Earlier today USCIS held a collaboration session on “Determining Employer-Employee Relationships for Adjudication of H-1B Petitions.” We had the opportunity to attend the session, to listen and to engage in a discussion regarding the January 8, 2010, USCIS Memorandum by Donald Neufeld on the Employer-Employee Relationship.
The Session Generated Great Interest
The session proved to be very popular. There were about 50 in-person attendees and over 600 phone conference dial-ins. Obviously, this Memorandum has stirred many interests and has caused a tremendous amount of emotions, both negative and positive.
Although the session was expected to be a question-and-answer format, it turned out that both the questions were posed mainly as comments and reactions to the Memo. In addition, when questions were posed, USCIS representatives, which included Donald Neufeld, did not provide much information or guidance. As a result, we can report on what we heard and felt are concerns associated with the January 8, 2010 Memo. Hopefully, USCIS will provide some sort of a response to the multitude of comments and reactions.
There were comments from immigration attorneys and practitioners, business owners, employees, representatives of trade organizations, and former congressmen, among others. USCIS started first, by setting out their goals in drafting the Memorandum – to provide clearer standards for adjudication and to provide more clarify and transparency in the H-1B adjudication process for all parties involved.
Comments Were Mostly Critical
Then, the floor was open for questions and comments. Overall, the comments were critical of the Neufeld Memorandum. Many comments confirmed what we have realized from recent conversations with some of our consulting or staffing company clients – that the new Memorandum is likely to hurt their business due to the unpredictability of the current adjudication standards. Several owners of IT consulting companies cited downsizing (and potentially closing) their companies due to the new standards and having to cut not only H-1B employees but also U.S. workers who work at the company. A number of comments referred to the unintended (negative) consequences of the Neufeld Memorandum – for example, some physicians work at hospitals, but hospitals are prohibited by state law to employ them directly, thereby resulting in a situation where H-1B for a physician employed at a hospital is not possible under the Memorandum.
A caller expressed a concern that the Memorandum creates even more ambiguity in cases where an employer has in-house and client-placements of H-1Bs and with respect to a real situation where USCIS rejected H-1Bs for both in-house and client-placed employees due to the fact that USCIS could not have guarantee that in-house employees would not be placed at a client site at a later time.
We have seen RFEs which are drafted as a result of the January 8, 2010 Memorandum and a caller expressed dissatisfaction with (1) the length of the standard RFE seeking explanation of the employer-employee relationship but also with (2) the legally incorrect requirements for establishing such employer-employee relationship.
Some Callers Praised the Memorandum
There were also comments which praised the Memorandum. A caller from a professional association was outraged that in this economic climate the H-1B program exists at all; citing high unemployment, the caller seemed to call for abandonment of the H-1B program altogether. The Memorandum was similarly praised from callers representing organizations calling for limited number of work visas and also calling for a more restrictive set of rules on current staffing companies.
USCIS Listened, Mostly
USCIS representatives mostly listened. What USCIS could acknowledge was that the January 8, 2010 Memorandum is not related to the Customs and Border Protection (CBP) issues some H-1B holders faced since the holidays at Newark, New Jersey, airport. However, it was noted that CBP has coordinated its Newark actions with the FDNS investigations on employers who potentially have violated the H-1B program rules.
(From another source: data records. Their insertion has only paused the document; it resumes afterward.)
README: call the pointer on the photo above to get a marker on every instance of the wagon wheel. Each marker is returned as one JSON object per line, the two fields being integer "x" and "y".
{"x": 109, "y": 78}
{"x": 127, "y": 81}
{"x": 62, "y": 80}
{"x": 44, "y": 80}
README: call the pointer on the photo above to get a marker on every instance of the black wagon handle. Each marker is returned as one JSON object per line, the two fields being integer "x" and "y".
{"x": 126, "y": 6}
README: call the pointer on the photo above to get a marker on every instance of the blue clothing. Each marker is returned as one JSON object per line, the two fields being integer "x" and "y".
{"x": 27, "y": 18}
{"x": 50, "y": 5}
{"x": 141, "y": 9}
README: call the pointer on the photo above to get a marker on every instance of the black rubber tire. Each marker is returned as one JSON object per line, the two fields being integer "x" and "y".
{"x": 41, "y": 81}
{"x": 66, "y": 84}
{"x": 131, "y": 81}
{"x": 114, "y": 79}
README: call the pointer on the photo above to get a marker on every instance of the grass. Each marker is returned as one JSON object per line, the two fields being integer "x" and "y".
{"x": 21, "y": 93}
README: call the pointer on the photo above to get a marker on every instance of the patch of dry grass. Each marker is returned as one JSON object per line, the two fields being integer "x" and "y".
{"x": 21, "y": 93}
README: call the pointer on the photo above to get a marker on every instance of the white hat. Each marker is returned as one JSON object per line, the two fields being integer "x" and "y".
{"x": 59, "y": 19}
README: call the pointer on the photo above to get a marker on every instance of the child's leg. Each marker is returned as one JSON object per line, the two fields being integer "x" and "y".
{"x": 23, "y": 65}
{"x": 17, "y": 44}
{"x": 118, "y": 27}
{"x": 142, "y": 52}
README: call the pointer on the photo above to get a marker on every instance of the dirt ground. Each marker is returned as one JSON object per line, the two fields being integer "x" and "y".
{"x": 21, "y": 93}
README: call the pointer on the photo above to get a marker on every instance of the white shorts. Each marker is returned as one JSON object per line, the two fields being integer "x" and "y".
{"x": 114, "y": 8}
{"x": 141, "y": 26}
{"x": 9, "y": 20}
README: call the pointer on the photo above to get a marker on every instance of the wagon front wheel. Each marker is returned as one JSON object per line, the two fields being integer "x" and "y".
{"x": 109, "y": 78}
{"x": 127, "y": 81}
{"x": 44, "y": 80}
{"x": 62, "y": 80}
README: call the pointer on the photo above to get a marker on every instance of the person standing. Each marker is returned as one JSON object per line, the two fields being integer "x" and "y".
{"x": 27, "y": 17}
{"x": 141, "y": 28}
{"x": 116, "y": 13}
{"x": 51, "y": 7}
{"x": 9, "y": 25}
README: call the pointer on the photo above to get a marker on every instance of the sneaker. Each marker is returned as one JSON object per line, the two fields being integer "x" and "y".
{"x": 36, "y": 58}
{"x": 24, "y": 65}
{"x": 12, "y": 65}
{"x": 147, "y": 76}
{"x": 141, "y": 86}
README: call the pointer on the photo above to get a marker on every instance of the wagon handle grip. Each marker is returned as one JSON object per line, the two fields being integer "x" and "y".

While we applaud USCIS’ desire to open a dialogue with its stakeholders regarding the implementation and the impact of the Memorandum, given the number of negative comments and the unintended consequences of the Memorandum, it may seem that such dialogue should have been done before the publication of the Memorandum. USCIS stated as one of its goals a transparent process; yet, it appears that the Memorandum was drafted in the shadows.
We are hoping that, in response to this meeting, USCIS will engage in a more robust review process and will provide some amendments to the Memorandum or, at the very least, some clarifications and explanations.